The series significantly spurred the expansion of the Bahuaja Sonene National Park to its current 1.1 million hectares, underlining the importance of media-heavy campaigns in biodiversity conservation strategies, and made Melo, Manuco, Mishaja, and Tambopata famous. Although parts of the Candamo Valley suffered some scarring from oil and gas prospecting in the late 1990s, the area has since recovered and has recouped its mythical untouched wilderness status, mainly due to it being immensely difficult to access. The Candamo area was also threatened briefly in 2007, when Lima-based bureaucrats tried unsuccessfully to degazette the Candamo area, again to allow oil and gas exploration, but the proposal was cut down by massive public discontent in Peru and even pressure from US-based politicians, on the back of a conservation-ecotourism group led campaign. The continued protection of the Candamo Valley in particular, and the Bahuaja Sonene National Park in general, is now a national preoccupation, and the stronger the relationship between this area and Peruvian society the better. It is difficult to predict when and from where the next threat may materialize.
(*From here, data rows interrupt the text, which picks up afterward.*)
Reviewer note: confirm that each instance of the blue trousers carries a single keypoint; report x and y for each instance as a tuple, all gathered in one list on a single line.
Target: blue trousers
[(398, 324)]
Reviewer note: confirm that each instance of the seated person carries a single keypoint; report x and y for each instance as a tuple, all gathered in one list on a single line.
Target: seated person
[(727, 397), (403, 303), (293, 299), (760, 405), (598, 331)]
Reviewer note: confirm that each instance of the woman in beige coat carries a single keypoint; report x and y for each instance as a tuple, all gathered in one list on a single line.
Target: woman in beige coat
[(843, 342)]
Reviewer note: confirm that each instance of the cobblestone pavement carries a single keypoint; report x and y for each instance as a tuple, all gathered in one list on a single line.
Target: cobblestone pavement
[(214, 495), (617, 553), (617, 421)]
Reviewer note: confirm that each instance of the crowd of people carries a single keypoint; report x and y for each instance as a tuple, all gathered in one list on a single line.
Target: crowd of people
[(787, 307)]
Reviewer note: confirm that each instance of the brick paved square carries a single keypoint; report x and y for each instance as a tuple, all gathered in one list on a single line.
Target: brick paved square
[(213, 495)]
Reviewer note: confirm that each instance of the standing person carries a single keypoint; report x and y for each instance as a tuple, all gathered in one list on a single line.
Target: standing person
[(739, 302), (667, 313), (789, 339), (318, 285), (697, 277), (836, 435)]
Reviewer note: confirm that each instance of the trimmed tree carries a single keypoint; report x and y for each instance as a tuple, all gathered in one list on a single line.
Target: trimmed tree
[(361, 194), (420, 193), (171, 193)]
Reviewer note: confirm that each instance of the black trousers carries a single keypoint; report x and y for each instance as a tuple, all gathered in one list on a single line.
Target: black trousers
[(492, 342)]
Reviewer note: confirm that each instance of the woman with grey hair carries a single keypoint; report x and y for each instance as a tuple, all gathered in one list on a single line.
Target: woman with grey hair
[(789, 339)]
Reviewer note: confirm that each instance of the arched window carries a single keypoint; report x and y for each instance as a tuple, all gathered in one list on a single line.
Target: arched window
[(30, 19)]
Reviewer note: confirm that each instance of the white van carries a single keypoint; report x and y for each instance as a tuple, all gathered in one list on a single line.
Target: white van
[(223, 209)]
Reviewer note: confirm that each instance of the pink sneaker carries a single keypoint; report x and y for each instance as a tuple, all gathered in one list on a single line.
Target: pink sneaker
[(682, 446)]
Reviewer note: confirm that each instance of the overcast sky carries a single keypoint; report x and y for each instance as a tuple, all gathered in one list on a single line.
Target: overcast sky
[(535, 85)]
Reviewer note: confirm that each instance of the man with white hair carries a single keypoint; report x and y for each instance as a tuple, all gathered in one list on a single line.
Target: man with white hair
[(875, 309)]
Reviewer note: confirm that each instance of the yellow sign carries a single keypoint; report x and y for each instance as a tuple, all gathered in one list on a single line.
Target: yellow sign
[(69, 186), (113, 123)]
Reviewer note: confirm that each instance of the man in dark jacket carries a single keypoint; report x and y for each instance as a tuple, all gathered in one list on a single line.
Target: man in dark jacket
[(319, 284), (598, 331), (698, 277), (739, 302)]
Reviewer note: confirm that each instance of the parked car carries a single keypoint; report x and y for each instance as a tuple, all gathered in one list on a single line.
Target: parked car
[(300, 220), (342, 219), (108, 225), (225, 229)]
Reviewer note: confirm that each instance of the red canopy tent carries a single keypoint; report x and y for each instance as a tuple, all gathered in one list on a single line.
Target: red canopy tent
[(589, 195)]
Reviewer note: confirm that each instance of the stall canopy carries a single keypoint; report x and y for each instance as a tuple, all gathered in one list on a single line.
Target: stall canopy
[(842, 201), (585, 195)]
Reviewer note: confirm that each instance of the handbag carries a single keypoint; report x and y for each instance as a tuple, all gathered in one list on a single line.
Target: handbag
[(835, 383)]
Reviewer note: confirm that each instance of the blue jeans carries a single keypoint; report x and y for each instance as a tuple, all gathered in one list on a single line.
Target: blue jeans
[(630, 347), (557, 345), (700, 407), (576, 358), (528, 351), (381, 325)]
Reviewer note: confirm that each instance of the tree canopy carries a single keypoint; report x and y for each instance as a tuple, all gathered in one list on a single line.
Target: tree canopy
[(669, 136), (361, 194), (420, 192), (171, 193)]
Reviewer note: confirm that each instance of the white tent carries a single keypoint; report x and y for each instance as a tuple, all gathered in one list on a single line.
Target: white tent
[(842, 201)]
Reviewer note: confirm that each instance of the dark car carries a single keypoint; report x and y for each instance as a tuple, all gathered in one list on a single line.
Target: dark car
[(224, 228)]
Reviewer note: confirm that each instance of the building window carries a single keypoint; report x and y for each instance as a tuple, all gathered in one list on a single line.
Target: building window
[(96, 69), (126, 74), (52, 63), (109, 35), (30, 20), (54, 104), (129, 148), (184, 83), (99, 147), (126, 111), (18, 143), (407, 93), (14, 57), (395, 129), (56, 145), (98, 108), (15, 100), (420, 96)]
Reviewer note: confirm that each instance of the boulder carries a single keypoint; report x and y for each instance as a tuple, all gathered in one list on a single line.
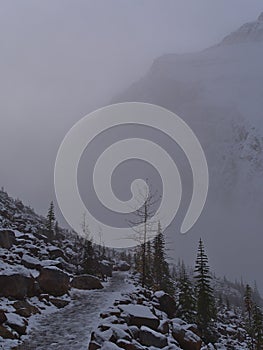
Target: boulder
[(17, 286), (17, 323), (123, 266), (2, 317), (53, 281), (167, 303), (30, 262), (140, 315), (7, 238), (6, 334), (59, 303), (25, 309), (55, 253), (186, 338), (110, 346), (86, 282), (149, 337), (106, 268)]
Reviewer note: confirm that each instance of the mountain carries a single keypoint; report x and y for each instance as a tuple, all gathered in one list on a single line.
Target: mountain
[(218, 92)]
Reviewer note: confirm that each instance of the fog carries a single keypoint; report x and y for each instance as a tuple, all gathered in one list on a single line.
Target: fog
[(62, 59)]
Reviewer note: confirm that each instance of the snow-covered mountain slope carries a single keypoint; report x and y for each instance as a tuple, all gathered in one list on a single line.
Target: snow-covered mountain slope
[(219, 93)]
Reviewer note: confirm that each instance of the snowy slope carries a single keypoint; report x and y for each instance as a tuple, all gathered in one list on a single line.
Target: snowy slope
[(219, 93)]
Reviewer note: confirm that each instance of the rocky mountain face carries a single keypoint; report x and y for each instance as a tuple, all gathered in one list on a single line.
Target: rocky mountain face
[(143, 319), (218, 92), (38, 268), (252, 31)]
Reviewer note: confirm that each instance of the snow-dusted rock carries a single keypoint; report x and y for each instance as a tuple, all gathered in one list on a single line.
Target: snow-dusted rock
[(25, 309), (17, 286), (2, 317), (150, 337), (7, 238), (186, 338), (86, 282), (17, 323), (53, 281), (167, 303), (140, 315)]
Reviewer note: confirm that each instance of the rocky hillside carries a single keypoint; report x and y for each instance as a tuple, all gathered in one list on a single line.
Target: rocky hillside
[(38, 267), (146, 320)]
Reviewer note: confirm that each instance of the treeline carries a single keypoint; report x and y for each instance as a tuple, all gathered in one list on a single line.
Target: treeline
[(195, 295)]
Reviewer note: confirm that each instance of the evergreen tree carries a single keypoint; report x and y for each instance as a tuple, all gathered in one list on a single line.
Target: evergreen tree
[(51, 217), (149, 265), (206, 311), (257, 324), (161, 273), (186, 308), (249, 307)]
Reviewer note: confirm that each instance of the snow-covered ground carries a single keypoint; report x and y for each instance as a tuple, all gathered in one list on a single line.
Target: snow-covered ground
[(70, 328)]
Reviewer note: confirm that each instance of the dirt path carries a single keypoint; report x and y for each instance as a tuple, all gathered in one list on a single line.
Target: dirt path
[(70, 328)]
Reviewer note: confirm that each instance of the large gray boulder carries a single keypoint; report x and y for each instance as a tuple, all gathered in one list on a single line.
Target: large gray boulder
[(86, 282), (17, 286), (140, 315), (167, 303), (186, 338), (149, 337), (53, 281), (7, 238)]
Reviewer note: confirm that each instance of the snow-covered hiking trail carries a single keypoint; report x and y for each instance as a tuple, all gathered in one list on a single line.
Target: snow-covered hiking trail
[(70, 328)]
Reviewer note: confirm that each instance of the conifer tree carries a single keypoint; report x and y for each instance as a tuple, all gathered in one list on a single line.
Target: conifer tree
[(51, 217), (149, 265), (257, 325), (161, 273), (206, 312), (186, 296)]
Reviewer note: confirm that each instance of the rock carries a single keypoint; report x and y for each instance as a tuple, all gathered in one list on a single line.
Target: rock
[(105, 268), (119, 333), (30, 262), (16, 286), (53, 281), (55, 253), (140, 315), (127, 345), (123, 266), (94, 346), (164, 327), (7, 238), (86, 282), (134, 331), (17, 323), (167, 303), (2, 317), (6, 334), (107, 345), (25, 309), (186, 338), (59, 303), (149, 337)]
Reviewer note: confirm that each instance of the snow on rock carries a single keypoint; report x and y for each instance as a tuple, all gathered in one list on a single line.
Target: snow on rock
[(149, 337), (139, 315), (86, 282)]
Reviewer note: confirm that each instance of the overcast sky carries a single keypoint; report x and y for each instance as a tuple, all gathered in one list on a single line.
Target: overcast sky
[(61, 59)]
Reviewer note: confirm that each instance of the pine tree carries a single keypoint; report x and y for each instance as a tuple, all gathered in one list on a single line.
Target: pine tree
[(161, 273), (186, 297), (51, 218), (257, 325), (249, 313), (149, 265), (206, 312)]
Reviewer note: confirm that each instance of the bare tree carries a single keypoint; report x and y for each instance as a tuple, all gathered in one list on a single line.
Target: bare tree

After having travelled the required two full days up the Tambopata River from Puerto Maldonado, the gateway into the Candamo Valley and its wildlife riches is the infamous Tavara River, a narrow, sometimes treacherous, white-water river strewn with moss-covered boulders and lined either side by steep pre-montane forests, that calves its own short gorge through the Andean foothills. Waterfalls, orchid-infested bows branching over the river, low flying hummingbirds and majestic Military macaws must all be dodged as one makes one’s way gingerly upstream in the expedition boats.
At a beautiful bend in the Tavara River is located the La Nube Research Station, a two-storey wooden complex with a palm thatch roof originally built with funds from Conservation International. Some limited research, particularly on plants and birds, has been undertaken here, within large research plots first established by the Cayetano University in Lima. Its name, The Cloud, refers to the near-permanent, some would say stubborn, cloud that hangs over the nearby Candamo Valley. The morning mist that the lush vegetation and wet conditions generate doesn’t dissipate easily, as the valley is surrounded by high hills that shade the valley in the morning and prevent the mist from evaporating, and the Tavara River gorge is too narrow to allow enough warm air in from the lowlands downstream. Most of the satellite imagery of Tambopata shows The Cloud, stubbornly in place, despite the rest of the region being bathed in glorious sunshine. New species to science, and potentially even trolls, are to be found here!
The La Cuchilla (Knife-edge) plateau, which lies just to the north of the confluence of the Tavara and Tambopata rivers, is a geologic feature with a poorly studied, stunted forest growing on top. The La Cuchilla cliffs, that delineate the plateau, form the headwaters of the Chuncho, La Torre, and D’Orbigny rivers – the watercourses that dominate the central region of the Bahuaja Sonene National Park.
A better understanding of these three areas of high conservation and scientific value, along with a strong media strategy to maintain the firm linkage between them and Peruvian/international society, will go a long way towards protecting these areas and making more informed decisions about how much change Peruvian society is willing to accept in other parts of the Tambopata rainforest.